The Greatest Generation was great because Mother Liberty accepted almost all to a bustling nation with room to grow, almost everywhere immigrants worked at building community, almost all suffered and fought through the depression.  Almost all flocked together to win the war.  Whether across the ocean or at home, almost all Americans served.  They served in reverse proportion to the numbers who fight hardships at home or abroad today.  They fought in a country that had nowhere near today’s income inequality.
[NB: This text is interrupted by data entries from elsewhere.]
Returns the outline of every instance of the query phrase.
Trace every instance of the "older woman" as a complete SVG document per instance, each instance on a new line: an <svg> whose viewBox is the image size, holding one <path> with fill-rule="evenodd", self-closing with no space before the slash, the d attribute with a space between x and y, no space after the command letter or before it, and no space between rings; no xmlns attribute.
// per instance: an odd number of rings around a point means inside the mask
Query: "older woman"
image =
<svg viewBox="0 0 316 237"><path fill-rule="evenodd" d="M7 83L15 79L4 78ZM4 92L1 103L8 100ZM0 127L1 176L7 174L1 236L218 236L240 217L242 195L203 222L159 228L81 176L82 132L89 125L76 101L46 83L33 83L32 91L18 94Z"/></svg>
The Greatest Generation was… because almost all shared directly or indirectly in the horrible images of war and warring, in the mangling of soldiers and citizens’ bodies and minds, in the tears a soldier delivered envelop brought to a mother’s eyes at the screened door, in the bruising building of the implements of warfare…  And tax paying and war bond buying to pay for a necessary war was shared by all, including taxing the very rich at high rates.
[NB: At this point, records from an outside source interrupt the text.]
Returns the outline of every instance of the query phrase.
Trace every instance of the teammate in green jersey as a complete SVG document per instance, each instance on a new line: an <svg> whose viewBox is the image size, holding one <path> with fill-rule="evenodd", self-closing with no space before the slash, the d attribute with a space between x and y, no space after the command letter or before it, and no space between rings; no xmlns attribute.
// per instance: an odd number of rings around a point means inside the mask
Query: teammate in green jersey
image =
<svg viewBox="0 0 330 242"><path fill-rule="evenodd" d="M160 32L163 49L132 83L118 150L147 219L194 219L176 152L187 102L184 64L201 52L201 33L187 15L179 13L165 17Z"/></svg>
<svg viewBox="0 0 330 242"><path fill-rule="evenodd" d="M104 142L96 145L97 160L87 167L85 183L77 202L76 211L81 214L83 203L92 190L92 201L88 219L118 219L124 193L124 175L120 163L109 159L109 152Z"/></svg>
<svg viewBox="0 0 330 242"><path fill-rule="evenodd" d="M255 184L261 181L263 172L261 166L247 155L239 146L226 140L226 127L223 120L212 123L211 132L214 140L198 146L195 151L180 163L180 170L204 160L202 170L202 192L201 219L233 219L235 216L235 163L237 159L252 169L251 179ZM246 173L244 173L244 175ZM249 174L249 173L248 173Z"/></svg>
Between 2000 – 2015, with our population at 320 million, 1.4 million Americans do active national service in our military, about 0.44% of our population.

Back among the Greatest Generation, whose character and characters we are losing, the case can be made that about 32.65%+ of the Greatest Generation performed some form of national service.
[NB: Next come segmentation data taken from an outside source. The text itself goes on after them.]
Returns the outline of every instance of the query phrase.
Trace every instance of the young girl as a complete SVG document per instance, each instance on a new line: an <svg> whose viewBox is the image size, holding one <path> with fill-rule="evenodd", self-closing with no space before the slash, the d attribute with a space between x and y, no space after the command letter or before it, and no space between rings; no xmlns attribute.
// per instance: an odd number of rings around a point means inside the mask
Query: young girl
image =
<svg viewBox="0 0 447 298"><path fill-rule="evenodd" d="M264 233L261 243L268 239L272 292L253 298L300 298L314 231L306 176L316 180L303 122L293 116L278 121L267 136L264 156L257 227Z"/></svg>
Almost everyone experienced life that gave support to the Pledge that we were becoming, “… One nation, indivisible, with liberty and justice for all.”

Those words, penned in 1892 by Francis Bellamy, a Baptist Minister and Christian Socialist, were intended to keep the nation marching toward good health and opportunity for all.

Today former Commander of International Forces in Afghanistan, General Stan McChrystal, echoes what many others have been suggesting.

“Today, the need for such a common experience of citizenship is more poignant than ever.  We are drifting apart.  Contrary to the illusion of constant connectivity, Americans are isolated—geographically, ethnically, economically, religiously, and culturally.  An affluent student from Greenwich, Connecticut will never meet a student from Harlem…

Most historians would agree that a Great Leap toward the “One nation…” happened in the 1940’s, when about 2.3 million drew upon the earth for sustenance.

Back in the 40’s glaciers were bigger, flooding heavily populated areas less prevalent, fracked water unknown, climate weirding not yet believed by 98%+ of scientists, monstrous wealth disparity not so garish.

In 2015 with 90% of glaciers shrinking, flooding and earthquakes consistently devastating millions of lives, fracked water igniting from taps as well as on Oklahoma quake-ridden plains, 7.3+ billion earthlings ought to be doing much more than just talking about and suffering from climate weirding.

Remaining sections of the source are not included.